The following is an excerpt from my new book, an essay collection called Things You Can’t Un-see, which releases this week! Pre-order your copy here.
My husband makes fun of me for my obsession with monograms. After he caught me looking at a rotating display case of silver letter charms at a local boutique, I told him, “If you had the opportunity to name yourself, you’d be obsessed with them, too.”

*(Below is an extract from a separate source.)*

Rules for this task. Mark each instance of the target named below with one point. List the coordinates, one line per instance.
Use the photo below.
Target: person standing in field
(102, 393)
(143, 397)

First day of fourth grade, circa 1997: the teacher takes attendance with strict efficiency. Since my last name begins with C, I am the fifth student called. “Sarah Caplin?” she calls. I raise my hand. By the time she gets to the end of the list, it is apparent that “Sarah” is the female name of choice: there are four Sarahs in our class of a dozen students, which Mrs. F thinks is hilarious. She places us all at the same table: Sarah K, Sarah M, Sarah W, and myself. It was not the first time I had to be differentiated by my last initial, and it wouldn’t be the last.
I was nine; I was already tired of it.
My parents told me, “We just liked the name; we had no idea it would be so popular.” It never occurred to them that giving me a name from the Bible with timeless appeal (why else do so many women have it?) and no pronunciation problems in the English-speaking world would be such a burden to me. And of course they didn’t know any other Sarahs at the time – it appears they were all in utero. According to Social Security records, the name “Sarah” was at peak popularity in the United States between 1980 and 2000. I was born in 1988: an awkward place with Sarahs above me, Sarahs below, and plenty more to grow up with.
Wanting a name to “stand out” is a relatively recent phenomenon. Previous generations not only wanted their kids to blend in so as not to be teased on the playground (and we all know just how cruel kids can be), but passing names down through the family was an important, tangible way to honor deceased relatives.
For a while, my parents were settled on the name Samantha for me. Only toward the end of my mother’s pregnancy did they decide to give me a family name – my great-grandmother’s name. It was the traditionally Jewish thing to do. Where religion failed in importance to my parents, they made up for in keeping the cultural tradition going.
Somewhere along the way, blending in became boring: a generational curse. Now it’s all about uniqueness; making sure everyone remembers who you are. The Internet has helped fuel this “identity panic”: previous generations didn’t have the ability to type in a name on Google, view statistics for how many other babies born that year had it, and then panic that the name has been “taken.”
As an adult introvert, I’m okay now with blending in, but Childhood Me was the opposite. How could I stand out with a name shared by so many?